I regularly get data sets that I need to join (on 1 or more fields) and the first thing I want to know is how much of the data is common and will join, and how much will fall out of the process.
The fall out may be bad data that needs cleaning or is legitimately dissimilar. For Example, take two data sets to compare:
Data Set One | Data Set 2 | |||||||
ROLE | LEVEL | TEAM | Classification | Type | Category | Experience | Scrum | |
Analyst | Senior | Full Stack | Big Data | Java SE | Cloud Native | Junior | Digital | |
Analyst | Junior | Waterfall | Blockchain | Java SE | Java, BA | Junior | Niche | |
DEV | Mid | Standard | Design Systems Designer | PM | Big Data | Intermediate | Standard | |
DEV | Senior | Full Stack | Design Systems Engineer | Tester | Cloud | Senior | Standard | |
Java | Junior | Waterfall | Cloud Native | Data Scientist | Azure | +5 Years | Digital | |
Java | Mid | Standard | Cloud Native | Data Modeller | Big Data | Senior | Waterfall | |
Project Manager | Senior | Standard | .Net | Developer | Design Systems Designer | +5 Years | Niche |
I want to make a macro where I can take the two data sets, select the Fields that I want to compare, so for the data above, I want a selection similar to a Join tool, where I select fields:
Each field value comparison will be independent. I've seen examples of how to create a single list of the field names, but not one that allows me to select and match up both sets of field names. Has any one got a solution here?
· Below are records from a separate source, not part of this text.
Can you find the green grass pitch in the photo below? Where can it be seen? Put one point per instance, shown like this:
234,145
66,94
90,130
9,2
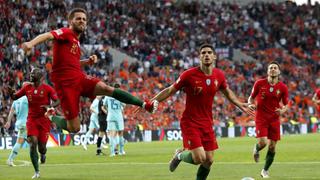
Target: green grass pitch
297,157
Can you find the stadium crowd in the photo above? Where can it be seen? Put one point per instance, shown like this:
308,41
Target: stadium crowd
163,36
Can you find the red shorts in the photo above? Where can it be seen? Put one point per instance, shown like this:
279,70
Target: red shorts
269,129
69,95
40,128
194,137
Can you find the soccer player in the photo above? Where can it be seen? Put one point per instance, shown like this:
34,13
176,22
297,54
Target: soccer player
69,80
38,126
200,84
316,99
102,117
115,123
268,92
19,107
94,124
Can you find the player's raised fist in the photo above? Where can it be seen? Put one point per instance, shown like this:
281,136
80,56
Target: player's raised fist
27,46
93,59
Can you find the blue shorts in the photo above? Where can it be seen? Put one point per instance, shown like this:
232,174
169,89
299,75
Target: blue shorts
115,126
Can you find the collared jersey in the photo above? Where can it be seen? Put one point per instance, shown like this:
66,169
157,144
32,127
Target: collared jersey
66,56
20,107
37,97
200,89
268,99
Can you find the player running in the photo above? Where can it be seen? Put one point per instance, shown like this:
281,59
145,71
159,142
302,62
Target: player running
39,97
268,92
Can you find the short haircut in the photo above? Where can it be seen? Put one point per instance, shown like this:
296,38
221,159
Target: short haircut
206,45
274,62
76,10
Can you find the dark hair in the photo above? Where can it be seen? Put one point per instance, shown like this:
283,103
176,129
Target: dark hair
274,62
204,45
75,10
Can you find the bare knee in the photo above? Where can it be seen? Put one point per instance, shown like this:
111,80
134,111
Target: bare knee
103,89
199,159
42,148
207,163
262,144
73,125
32,143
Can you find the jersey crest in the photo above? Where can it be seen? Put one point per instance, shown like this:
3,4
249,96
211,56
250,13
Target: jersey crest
271,89
208,82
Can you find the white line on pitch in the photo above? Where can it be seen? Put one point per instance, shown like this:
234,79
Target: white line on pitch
26,163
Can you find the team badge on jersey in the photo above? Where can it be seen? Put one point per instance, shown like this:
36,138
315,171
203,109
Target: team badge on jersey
58,31
208,82
216,83
271,89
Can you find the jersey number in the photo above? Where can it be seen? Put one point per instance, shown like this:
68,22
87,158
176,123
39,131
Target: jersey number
114,105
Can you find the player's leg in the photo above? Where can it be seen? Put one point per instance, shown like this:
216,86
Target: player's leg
196,154
69,102
209,145
270,154
204,168
92,126
121,143
102,132
261,144
42,150
33,143
262,140
103,89
274,136
44,132
112,142
15,150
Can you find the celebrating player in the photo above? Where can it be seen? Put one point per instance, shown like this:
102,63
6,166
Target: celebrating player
115,123
19,107
200,84
94,125
38,125
69,80
268,92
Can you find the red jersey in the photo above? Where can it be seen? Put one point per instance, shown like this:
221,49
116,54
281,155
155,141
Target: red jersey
200,90
37,96
268,99
318,97
66,56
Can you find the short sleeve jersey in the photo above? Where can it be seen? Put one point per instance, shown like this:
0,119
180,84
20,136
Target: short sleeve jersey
114,109
200,90
66,56
268,99
95,107
37,97
20,107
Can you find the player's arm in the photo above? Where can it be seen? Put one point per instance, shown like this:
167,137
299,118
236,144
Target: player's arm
315,99
251,103
27,46
10,117
282,109
104,109
90,61
164,94
285,100
228,93
92,110
16,95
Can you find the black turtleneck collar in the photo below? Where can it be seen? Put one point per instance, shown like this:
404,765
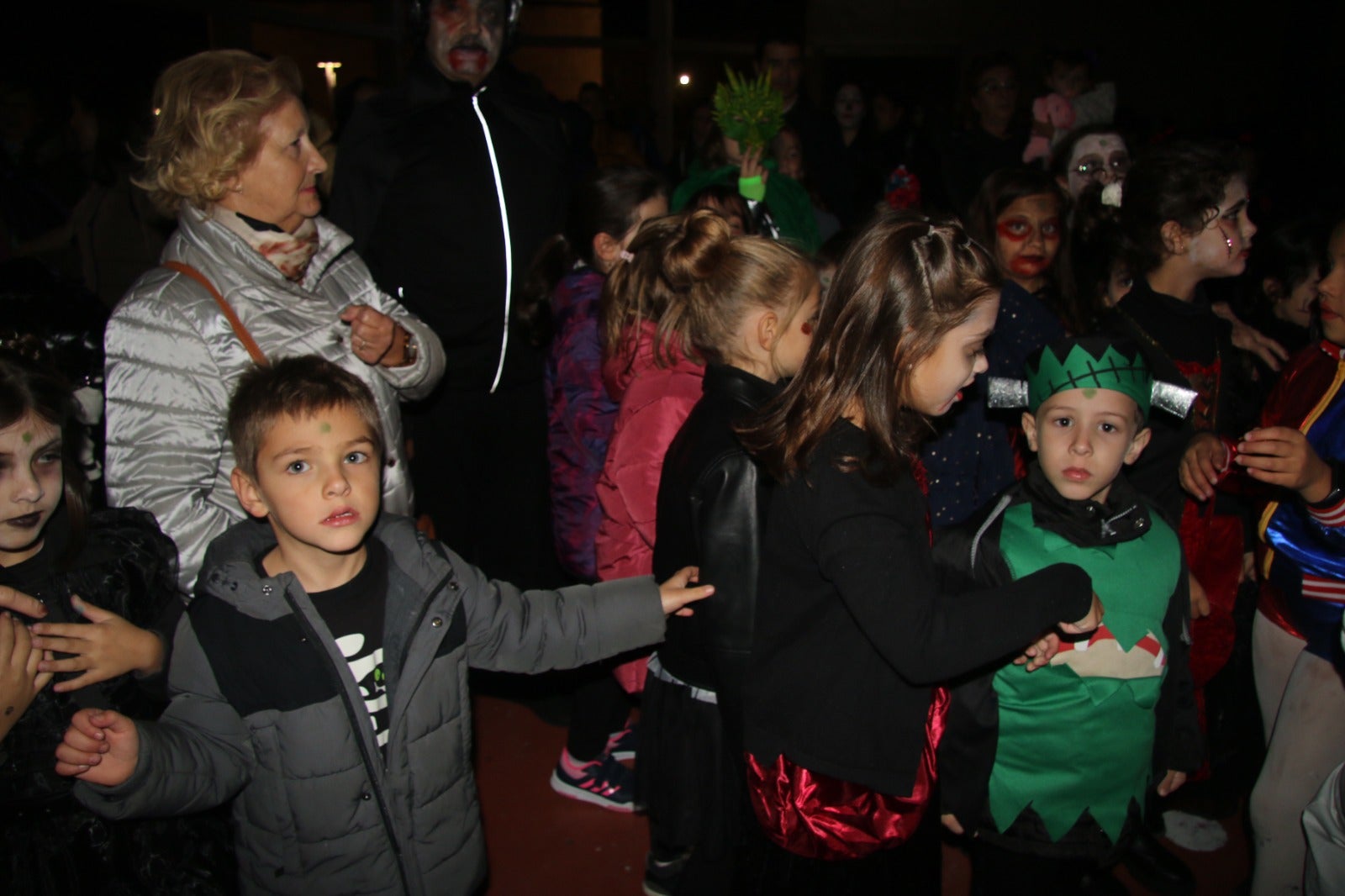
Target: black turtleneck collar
739,383
1087,522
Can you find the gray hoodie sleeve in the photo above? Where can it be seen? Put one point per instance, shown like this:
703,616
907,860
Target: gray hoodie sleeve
529,631
166,421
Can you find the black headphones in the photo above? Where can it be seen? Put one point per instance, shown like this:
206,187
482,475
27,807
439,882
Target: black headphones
419,11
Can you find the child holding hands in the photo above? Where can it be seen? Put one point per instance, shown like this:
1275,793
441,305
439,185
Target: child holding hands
98,586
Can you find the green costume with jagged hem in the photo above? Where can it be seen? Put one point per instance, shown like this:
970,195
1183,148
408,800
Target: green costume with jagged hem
1079,734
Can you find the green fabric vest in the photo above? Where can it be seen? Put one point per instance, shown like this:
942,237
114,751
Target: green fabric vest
1079,734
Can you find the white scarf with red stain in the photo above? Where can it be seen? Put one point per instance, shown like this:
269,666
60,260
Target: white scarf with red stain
289,252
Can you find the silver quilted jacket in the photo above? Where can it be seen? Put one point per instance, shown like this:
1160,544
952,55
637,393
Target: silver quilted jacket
172,362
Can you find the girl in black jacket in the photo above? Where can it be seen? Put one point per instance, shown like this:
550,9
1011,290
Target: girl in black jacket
752,309
104,588
852,635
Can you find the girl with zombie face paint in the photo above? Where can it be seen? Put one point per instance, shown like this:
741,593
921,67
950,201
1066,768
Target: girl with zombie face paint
1184,219
1297,656
1020,212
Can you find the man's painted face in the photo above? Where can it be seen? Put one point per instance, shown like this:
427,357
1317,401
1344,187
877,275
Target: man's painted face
466,37
784,64
1100,158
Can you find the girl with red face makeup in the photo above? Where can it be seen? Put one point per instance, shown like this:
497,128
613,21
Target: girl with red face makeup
1020,214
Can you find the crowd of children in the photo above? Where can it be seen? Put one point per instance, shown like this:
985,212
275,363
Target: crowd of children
986,529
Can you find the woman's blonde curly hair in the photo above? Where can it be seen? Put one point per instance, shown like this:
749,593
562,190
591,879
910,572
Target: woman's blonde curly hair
208,127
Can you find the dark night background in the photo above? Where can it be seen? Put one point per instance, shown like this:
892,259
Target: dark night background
1269,74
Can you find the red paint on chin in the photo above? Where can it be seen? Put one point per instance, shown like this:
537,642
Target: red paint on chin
1028,266
468,61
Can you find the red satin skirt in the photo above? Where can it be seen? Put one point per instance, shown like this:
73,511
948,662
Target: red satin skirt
820,817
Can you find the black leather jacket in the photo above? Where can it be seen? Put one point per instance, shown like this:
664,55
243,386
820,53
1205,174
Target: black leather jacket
709,515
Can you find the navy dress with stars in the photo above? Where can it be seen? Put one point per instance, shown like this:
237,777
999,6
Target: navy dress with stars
972,456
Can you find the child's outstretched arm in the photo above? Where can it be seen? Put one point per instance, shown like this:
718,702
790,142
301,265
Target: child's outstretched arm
1282,456
100,747
677,593
20,681
104,647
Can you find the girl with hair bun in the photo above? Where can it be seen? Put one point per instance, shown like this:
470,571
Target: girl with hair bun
751,308
853,634
91,602
1184,221
650,372
605,214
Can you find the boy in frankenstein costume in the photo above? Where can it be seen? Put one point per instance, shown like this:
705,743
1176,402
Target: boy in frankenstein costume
1049,768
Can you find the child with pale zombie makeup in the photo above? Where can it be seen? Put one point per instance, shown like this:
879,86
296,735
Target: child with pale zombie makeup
1048,811
1297,653
1096,154
1184,219
91,600
1020,212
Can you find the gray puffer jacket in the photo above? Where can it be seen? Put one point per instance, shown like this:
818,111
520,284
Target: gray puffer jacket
266,714
172,362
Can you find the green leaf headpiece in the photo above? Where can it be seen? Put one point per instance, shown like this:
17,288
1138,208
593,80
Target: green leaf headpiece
750,112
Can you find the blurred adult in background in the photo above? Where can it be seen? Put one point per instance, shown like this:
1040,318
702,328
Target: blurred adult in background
852,181
779,54
450,186
230,154
994,132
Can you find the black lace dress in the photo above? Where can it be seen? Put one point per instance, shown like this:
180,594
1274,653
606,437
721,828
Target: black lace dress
49,842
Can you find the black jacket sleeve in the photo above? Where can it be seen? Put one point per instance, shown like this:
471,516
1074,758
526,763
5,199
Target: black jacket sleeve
885,577
728,533
1177,741
972,734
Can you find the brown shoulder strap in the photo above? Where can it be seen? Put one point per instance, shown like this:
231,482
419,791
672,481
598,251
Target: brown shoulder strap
230,315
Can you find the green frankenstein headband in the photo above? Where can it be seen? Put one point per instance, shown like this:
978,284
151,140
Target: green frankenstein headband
1093,362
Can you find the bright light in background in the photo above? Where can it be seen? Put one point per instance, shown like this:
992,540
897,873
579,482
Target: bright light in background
330,71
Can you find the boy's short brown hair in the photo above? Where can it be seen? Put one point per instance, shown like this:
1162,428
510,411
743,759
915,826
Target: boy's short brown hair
293,387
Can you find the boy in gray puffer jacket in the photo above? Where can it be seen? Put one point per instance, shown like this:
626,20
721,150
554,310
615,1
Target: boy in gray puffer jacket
319,677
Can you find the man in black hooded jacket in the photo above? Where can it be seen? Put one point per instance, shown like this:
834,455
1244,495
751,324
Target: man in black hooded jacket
450,185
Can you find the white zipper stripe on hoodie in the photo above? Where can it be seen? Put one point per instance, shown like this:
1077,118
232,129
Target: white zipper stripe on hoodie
509,246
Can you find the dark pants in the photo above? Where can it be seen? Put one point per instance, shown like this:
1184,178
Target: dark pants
481,472
1004,872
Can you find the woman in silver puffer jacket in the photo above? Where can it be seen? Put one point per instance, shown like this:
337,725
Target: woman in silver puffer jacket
230,155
Not very sure I follow you, but correct me if I am wrong:
Basically you will ingress two files into Alteryx, and you want to see what data can join and what can't join based on selected fields?
In this case, I have a few points to make:
The above will help.
Hey @SharkeyNZ I can think of a way to build this macro, but it would involve typing in fields in the order of joining into 2 text boxes, and then updating the join tool in a nested batch macro. You could also maybe have as many drop downs as there could be join clauses (with some left blank) to set join clause 1, join clause 2 etc.
Neither one of these 'solutions' would be user friendly, both would involve nested batch macros.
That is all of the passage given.